I waited until my answer was posted in the WUWT thread. I have replicated it here as well.
Ok, so the point of this thought experiment was to engage the public in a consideration of the differences between the greenhouse effect and an actual greenhouse. Most here already know that the name itself is a misnomer, but by considering the physics of what is going on we can better understand the argument and better present our opinions on the subject. The majority of the answer below was emailed to Anthony yesterday before he ran the post at WUWT with the note- just to make sure I can’t back out! I wrote the reply in terms of energy Joules, it would be more accurate to say power Joules/Sec or Watts but since the system is stabilized the answer works fine.
I know everyone is wondering what my answers will be to the two greenhouse situations, we’ll see how many will be convinced to change their opinions – or insist that I change mine 😉 . It turns out that both problems are fairly straightforward when considered from an engineering standpoint. In the thermally stabilized systems of the example where temperature is not changing, energy into the system is equal to energy out. We’ll cover the greenhouse vs free air plant situation first. Both plants receive the same energy but the ability to remove heat from the system is limited in the greenhouse plant through convection and evaporation. So in the case of the free air plant, although it is receiving the same energy it has 3 methods of cooling: convection, evaporation and radiation. In the case of the greenhouse, we can consider evaporation and convection negligible so the only option to release the energy is through radiation. Since our camera is only measuring radiation, and since both plants must emit the same energy they receive, the free air plant radiation will sum like this:
Measured EM radiation = Energy in – convection energy – evaporation energy
the greenhouse will sum like this
Measured EM radiation = Energy in – zero convection energy – zero evaporation energy
Therefore the camera will show the greenhouse plant as warmer (brighter) than the free air plant. This holds true even if we include non-zero convection and evaporation for the greenhouse because they are still reduced values requiring a higher EM emission to balance the energy equations.

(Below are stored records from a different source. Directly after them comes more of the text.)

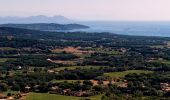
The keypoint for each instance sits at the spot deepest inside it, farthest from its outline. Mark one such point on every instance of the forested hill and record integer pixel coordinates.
(47, 26)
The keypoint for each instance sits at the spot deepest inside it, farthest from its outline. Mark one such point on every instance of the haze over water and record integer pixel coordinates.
(130, 28)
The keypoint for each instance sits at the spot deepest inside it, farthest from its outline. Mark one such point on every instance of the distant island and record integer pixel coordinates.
(47, 26)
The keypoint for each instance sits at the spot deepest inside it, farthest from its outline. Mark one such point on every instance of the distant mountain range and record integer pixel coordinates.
(46, 26)
(36, 19)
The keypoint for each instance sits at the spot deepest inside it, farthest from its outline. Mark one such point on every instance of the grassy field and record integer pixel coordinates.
(162, 61)
(122, 74)
(5, 59)
(69, 81)
(46, 96)
(74, 67)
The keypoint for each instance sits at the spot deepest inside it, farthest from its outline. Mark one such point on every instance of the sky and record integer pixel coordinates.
(140, 10)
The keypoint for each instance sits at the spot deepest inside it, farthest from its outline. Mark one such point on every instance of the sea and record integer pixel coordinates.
(145, 28)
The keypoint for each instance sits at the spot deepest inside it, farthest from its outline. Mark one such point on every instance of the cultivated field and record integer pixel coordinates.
(46, 96)
(122, 74)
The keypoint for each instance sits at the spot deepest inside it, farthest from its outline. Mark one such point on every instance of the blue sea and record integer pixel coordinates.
(129, 28)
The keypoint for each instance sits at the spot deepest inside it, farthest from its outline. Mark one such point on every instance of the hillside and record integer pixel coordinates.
(47, 27)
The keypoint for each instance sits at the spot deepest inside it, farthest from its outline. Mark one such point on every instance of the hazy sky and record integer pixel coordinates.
(89, 9)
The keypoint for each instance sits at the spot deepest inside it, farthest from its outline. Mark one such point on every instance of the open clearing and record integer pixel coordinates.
(122, 74)
(5, 59)
(75, 67)
(46, 96)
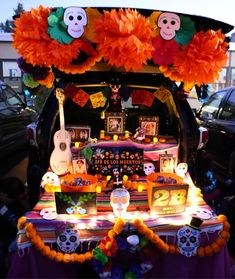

So now we have the situation where we have two planets, one with more CO2 than the other. We know that CO2 absorbs certain outgoing wavelengths of light. We also know energy in is equal to energy out for both planets. Although this is called the greenhouse effect, it is actually quite different. For both the high and low CO2 planets, the only available cooling mechanism is EM radiation. All the energy coming in has to escape by EM radiation to space, so the equations balance like this.
Measured EM radiation = Energy in
That’s it really. Both planets will measure exactly the same to our camera yet one has a higher surface temperature. The reason this works is that the average energy emission altitude has gone up, allowing a warmer surface yet the net flow is the same.
Caveats: Now I warned that some will get tied in knots over the nuance of this example. There are all kinds of subtleties of the situation which cause minute differences in the planet example. For instance, increasing CO2 will increase the albedo to incoming light, reducing reflected energy and we get a microscopically higher energy in and therefore were our camera of perfect accuracy we could measure a very slightly higher measured radiation from the warmer planet. If this is your explanation, we are in agreement. There are other details as well, but in bulk the answers are A – greenhouse plant is brighter, and B – both are the same.
I read several comments which got the right answer, Carrick was the first to write the correct answer in the comments at tAV, although he kept the answers subtle enough that people had to read it carefully. If you were one who got them both, congratulations. If you are unconvinced by my explanations, ask away and I’ll do my best.